Connection — open the Redshift connection; the editor's test should connect with com.amazon.redshift.Driver.
Schema browse — Load Known Structure lists tables and resolves columns (distkey/sortkey/identity/key flags) → confirms the get_* templates run.
base64 decode — SELECT FROM_VARBYTE(TO_VARBYTE('aGVsbG8=','base64'),'utf-8') returns hello.
Loader job — run a file-loader job end to end; confirm the object lands in S3, COPY populates the table, and the delete command cleans up.

Common failures¶

Symptom	Cause / fix
`ClassNotFoundException` on connect	Legacy driver class — use `com.amazon.redshift.Driver`.

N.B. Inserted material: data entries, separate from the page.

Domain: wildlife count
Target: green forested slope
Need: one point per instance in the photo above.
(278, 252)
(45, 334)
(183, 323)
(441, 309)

`Invalid IAM Role ARN … Role needs to be owned by the same account with cluster`	The `iam.role` on `S3_CONNECTION` is a placeholder or from another AWS account (the shipped default `…123456789100…/spectrum_role` is a placeholder). Set it to an `in-sync` ARN from `aws redshift describe-clusters … IamRoles`, owned by the cluster's account — see Linking the IAM role.
`COPY` "not authorized to assume role" (ARN is correct + attached)	The Redshift DB user on the JDBC connection lacks the `ASSUMEROLE` grant: `GRANT ASSUMEROLE ON '<arn>' TO "<db_user>" FOR COPY;` — see Linking the IAM role.
`COPY` "access denied" / "not authorized to assume role"	The `iam.role` on the `S3_CONNECTION` isn't attached to the cluster or lacks S3 read (IAM mode); or the access-key/secret are wrong (keys mode).
Dialog won't save the loader	A command is missing a required `$`-var (`$AWS_BUCKET`/`$GUID`/`$FILENAME`/`$TARGET`) — see the table.
`COPY` `S3ServiceException: … not authorized to perform: s3:ListBucket on resource …` (role was assumed)	The `iam.role` is attached and assumed, but its IAM policy is missing S3 read. Attach the `s3:ListBucket` (bucket ARN) + `s3:GetObject` (objects `…/*` ARN) policy from Linking the IAM role §3.
base64 column not decoding / `FROM_VARBYTE`/`TO_VARBYTE` error	`$B64EXPRESSION` should be the native form `FROM_VARBYTE(TO_VARBYTE($COLUMN,'base64'),'utf-8')::$DATATYPE`. The legacy `integrator.b64_decode` Python UDF is no longer required — see base64 decode.